SUQUAMISH — No one was injured but a man was displaced when a fire caused substantial damage to his home Jan. 7.
Based on evidence at the scene, the Kitsap County Fire Marshal’s investigator confirmed that the fire was likely sparked by a pan of grease left on the stove, North Kitsap Fire and Rescue spokeswoman Michele Laboda reported.
“A delay in calling 9-1-1, while the man attempted to fight the flames, likely contributed to extent of the fire’s destruction and officials say the man is fortunate to have escaped injury,” Laboda reported. “Although the fire’s precise cause remains under investigation, the homeowner told firefighters that, before heading out to the store, he had forgotten to turn off the kitchen stove where he’d been heating a pan of grease.”
The man is not insured, but he is receiving assistance through volunteers with the American Red Cross and staying with family members, Laboda reported.
North Kitsap Fire & Rescue, Poulsbo Fire Department and Bainbridge Island Fire Department crews were dispatched to the Geneva Street address at 1:17 p.m. The first crew — responding from NKF&R’s Suquamish station two blocks away – got to the scene within three minutes and found heavy smoke coming from the less than 1,000-square-foot cottage. Firefighters were able to knock down the main fire quickly, but complete extinguishment of all hot spots was more complicated and time-consuming as they dug into multiple layers of materials and a thick covering of moss to access hidden fire within the home’s attic spaces.

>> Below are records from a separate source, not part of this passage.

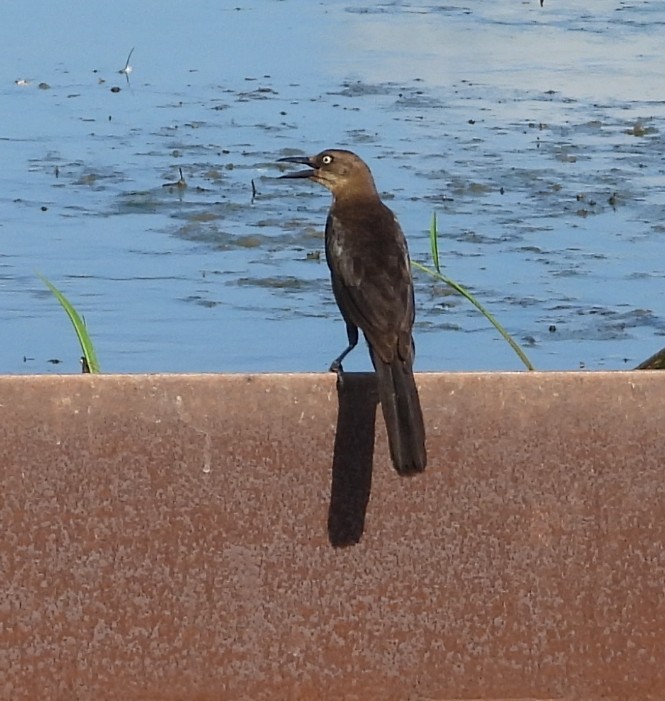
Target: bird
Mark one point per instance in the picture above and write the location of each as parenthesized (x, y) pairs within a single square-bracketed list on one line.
[(370, 271)]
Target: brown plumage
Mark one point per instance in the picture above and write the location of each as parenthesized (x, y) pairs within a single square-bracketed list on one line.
[(371, 279)]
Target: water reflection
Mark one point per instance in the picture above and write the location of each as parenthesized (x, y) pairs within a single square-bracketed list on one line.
[(534, 133)]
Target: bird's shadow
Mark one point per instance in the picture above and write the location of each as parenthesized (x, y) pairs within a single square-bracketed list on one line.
[(352, 458)]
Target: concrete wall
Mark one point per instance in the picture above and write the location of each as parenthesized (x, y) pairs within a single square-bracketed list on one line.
[(245, 537)]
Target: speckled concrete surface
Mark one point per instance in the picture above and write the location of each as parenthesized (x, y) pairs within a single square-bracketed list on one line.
[(244, 537)]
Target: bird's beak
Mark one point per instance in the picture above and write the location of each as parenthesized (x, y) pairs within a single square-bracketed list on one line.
[(303, 160)]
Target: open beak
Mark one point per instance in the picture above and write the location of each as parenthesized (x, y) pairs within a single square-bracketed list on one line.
[(303, 160)]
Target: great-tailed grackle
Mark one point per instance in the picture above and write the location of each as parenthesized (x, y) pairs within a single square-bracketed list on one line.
[(371, 279)]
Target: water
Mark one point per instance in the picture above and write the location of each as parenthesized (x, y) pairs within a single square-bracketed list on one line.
[(534, 133)]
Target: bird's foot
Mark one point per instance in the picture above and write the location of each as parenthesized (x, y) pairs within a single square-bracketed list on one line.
[(336, 367)]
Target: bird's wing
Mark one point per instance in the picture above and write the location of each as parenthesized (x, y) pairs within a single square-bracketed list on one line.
[(371, 279)]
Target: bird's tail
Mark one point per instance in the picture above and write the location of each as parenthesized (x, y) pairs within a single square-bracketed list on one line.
[(403, 416)]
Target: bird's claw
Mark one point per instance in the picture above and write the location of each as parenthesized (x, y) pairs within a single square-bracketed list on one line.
[(336, 367)]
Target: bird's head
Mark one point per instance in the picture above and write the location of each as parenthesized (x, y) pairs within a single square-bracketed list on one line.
[(342, 172)]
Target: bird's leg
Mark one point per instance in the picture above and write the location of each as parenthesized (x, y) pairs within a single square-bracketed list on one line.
[(336, 365)]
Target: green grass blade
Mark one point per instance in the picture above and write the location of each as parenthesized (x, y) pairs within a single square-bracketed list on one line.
[(87, 347), (436, 273), (465, 293), (434, 243)]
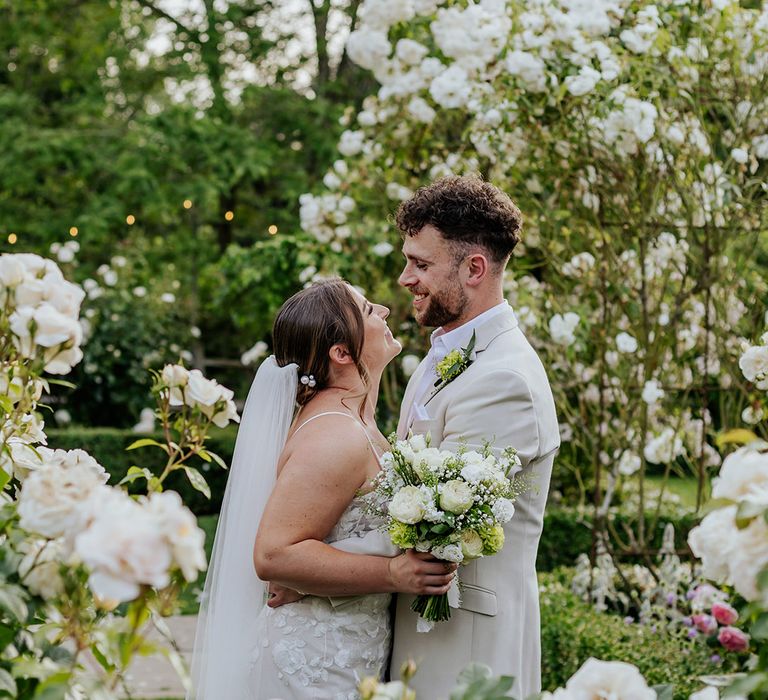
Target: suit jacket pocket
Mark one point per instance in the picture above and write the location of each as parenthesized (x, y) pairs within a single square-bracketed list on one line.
[(478, 599), (422, 427)]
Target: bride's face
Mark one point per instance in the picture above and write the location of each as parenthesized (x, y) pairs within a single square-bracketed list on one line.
[(379, 346)]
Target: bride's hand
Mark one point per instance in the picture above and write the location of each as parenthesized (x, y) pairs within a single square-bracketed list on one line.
[(280, 595), (420, 573)]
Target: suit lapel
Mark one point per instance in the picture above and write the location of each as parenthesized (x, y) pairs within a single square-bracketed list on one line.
[(405, 409)]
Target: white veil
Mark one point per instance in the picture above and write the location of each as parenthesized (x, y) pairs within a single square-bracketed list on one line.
[(233, 595)]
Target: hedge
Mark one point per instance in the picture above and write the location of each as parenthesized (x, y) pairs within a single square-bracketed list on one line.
[(572, 631), (568, 532)]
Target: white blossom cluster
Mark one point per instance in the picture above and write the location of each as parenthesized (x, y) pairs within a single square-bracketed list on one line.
[(190, 388), (125, 543), (43, 311), (421, 486), (730, 541)]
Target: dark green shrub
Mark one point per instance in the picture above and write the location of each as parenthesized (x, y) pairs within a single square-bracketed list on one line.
[(108, 447), (572, 631), (568, 532)]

“Flames and heat have affected about half of the home while smoke damage has impacted all of the interior spaces,” Laboda reported.
The man told officals that he’d forgotten that he’d been heating a pan of grease before heading out to the store. Upon his return, he discovered thick black smoke coming from the house. Despite the choking fumes, the man entered the house multiple times with buckets of water in an unsuccessful effort to squelch the flames. When it became apparent that the fire was only getting bigger, the man said he finally retreated and called 9-1-1.
Geneva Street was closed to traffic for several hours between Augusta Avenue and 1st Avenue while crews worked.
Fire officials remind the public about the importance of calling 9-1-1 immediately. “Call first and fast to get well-trained and equipped crews to the scene as quickly as possible,” Laboda said.